The Professional Poet
My eyelids felt so heavy, that I wished again to be
at home, and in my warm bed fast asleep.
I did not wonder what the poet said, for it was not to me.
I’d worked on my Medieval Literature project
too hard last night to have to stay awake right now.
I also didn’t really care to sit up straight and listen
to the articulated words or who they were about, or how.

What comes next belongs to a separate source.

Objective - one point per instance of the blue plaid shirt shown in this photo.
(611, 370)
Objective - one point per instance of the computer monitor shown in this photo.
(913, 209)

And so I slept in that hard wooden pew
missing every single word the poet said.
I dreamt of autumn trees with orange leaves
and of wearing warm sweaters while I read
a fascinating novel, or perhaps a poem.
I was awakened then to run after a group
of people who did not wish to wait for us, and left.
I followed, half asleep, and had to stoop
to tie my shoe which came undone in haste.
I was already quite awake at the next reading
and wondered as I listened to the poets speak:
why are they here, a part of this huge meeting?
I did not understand, but also didn’t know
what it was, for sure, that I misunderstood.
“I am a poet,” she declared from the stage
and read a cloying, wordy poem where she stood.
There was a section that I liked, and maybe
some advice she gave was beneficial.
But there was something in it all that I disliked;
something in the way she spoke seemed superficial.
“As a poet I can say…”, “from my experience I’ll tell you”.
Who is a poet? Do I know?
And if these people, are really such in their profession,
why do they make it such a show?
And if each one chose the profession of a “Poet”
why do they speak in long, misleading phrases,
with convoluted meanings that simply do not show it?
I do not think that these here are true poets.
I think that standing on a stage
with loudspeakers, lights, and listeners
does not form from a man of any age
one who can turn the world into true art,
or into horror: depending on his or her perspective;
or a complicated creature of the world
who can combine any two words selected
into a beautiful and rhythmic rhyme.
A Poet is not made by audience and speeches,
the way the royal suite brings their King his fame.
A poet makes himself, and all he teaches
is how to see the world through his own eyes.